On Mon, Mar 26, 2018 at 10:59 AM Richard W.M. Jones <rjones(a)redhat.com>
wrote:
On Sun, Mar 25, 2018 at 08:05:14PM +0000, Nir Soffer wrote:
> On Sun, Mar 25, 2018 at 2:41 PM Richard W.M. Jones <rjones(a)redhat.com>
> When a vm is running, vdsm monitor the allocated space and ask the SPM
> host to allocated more space when the highest write offset is too high,
so
> the disk looks like a thin provisioned disk to the vm. This mechanism is
> not available for storage operations, and all of them specify
initial_size
> when converting images to qcow2 format.
This is going to cause problems for backup applications too. There's
no way in general they can estimate the data to be transferred.
To backup a chain of images, you need to reconstruct the chain remotely
on the machine doing the restore, since the qcow2 header must have correct
backing file when uploaded.
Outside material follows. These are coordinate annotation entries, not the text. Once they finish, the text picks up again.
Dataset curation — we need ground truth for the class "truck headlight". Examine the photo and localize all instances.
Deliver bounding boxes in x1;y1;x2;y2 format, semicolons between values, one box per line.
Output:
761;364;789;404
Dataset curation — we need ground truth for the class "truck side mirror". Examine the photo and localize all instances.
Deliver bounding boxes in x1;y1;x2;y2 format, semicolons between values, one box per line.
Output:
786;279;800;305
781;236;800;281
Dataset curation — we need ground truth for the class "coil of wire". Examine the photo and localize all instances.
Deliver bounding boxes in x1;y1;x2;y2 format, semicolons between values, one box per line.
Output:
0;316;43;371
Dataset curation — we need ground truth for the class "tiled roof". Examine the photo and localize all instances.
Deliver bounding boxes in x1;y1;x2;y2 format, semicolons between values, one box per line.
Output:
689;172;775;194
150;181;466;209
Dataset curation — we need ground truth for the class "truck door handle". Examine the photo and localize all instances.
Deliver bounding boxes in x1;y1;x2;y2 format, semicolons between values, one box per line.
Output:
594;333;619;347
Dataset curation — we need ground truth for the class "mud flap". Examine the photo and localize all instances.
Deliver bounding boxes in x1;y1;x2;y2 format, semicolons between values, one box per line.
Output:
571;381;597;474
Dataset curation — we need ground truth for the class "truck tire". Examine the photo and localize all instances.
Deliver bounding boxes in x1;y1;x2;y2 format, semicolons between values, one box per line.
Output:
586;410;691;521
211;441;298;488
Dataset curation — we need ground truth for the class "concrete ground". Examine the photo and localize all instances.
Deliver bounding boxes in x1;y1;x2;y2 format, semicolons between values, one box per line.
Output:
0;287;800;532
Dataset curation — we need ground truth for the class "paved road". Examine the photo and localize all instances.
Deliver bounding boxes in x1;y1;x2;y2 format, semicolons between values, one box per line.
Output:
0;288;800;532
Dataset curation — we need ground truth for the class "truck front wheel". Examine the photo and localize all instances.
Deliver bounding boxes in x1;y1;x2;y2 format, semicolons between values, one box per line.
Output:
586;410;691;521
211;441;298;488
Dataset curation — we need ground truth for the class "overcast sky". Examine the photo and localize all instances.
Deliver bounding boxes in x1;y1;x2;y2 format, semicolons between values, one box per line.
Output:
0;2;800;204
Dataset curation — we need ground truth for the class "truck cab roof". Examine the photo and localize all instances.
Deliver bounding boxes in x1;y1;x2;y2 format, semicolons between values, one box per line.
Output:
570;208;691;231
So I guess backup vendor will build the chain
and upload the real files, so this should not be an issue.
If they want to do something more fancy, like creating empty qcow2 file for
setting up the backing file, and streaming the data separately, they can
estimate the required allocation using the number of 64k (assuming standard
cluster size) guest sectors, and the virtual size.
See here how vdsm estimate this since 4.1:
https://github.com/oVirt/vdsm/blob/master/lib/vdsm/storage/qcow2.py
If there is no way to estimate the size and you must allocate the
entire
> image, we can add a shrink step in upload finalization, to shrink the
image
> size to optimal size. We are already doing this in several flows that
> cannot estimate the final disk size and do over allocation.
I guess we'll need something like that.
I think we can implement this for 4.2.z. We will open a new RFE for this.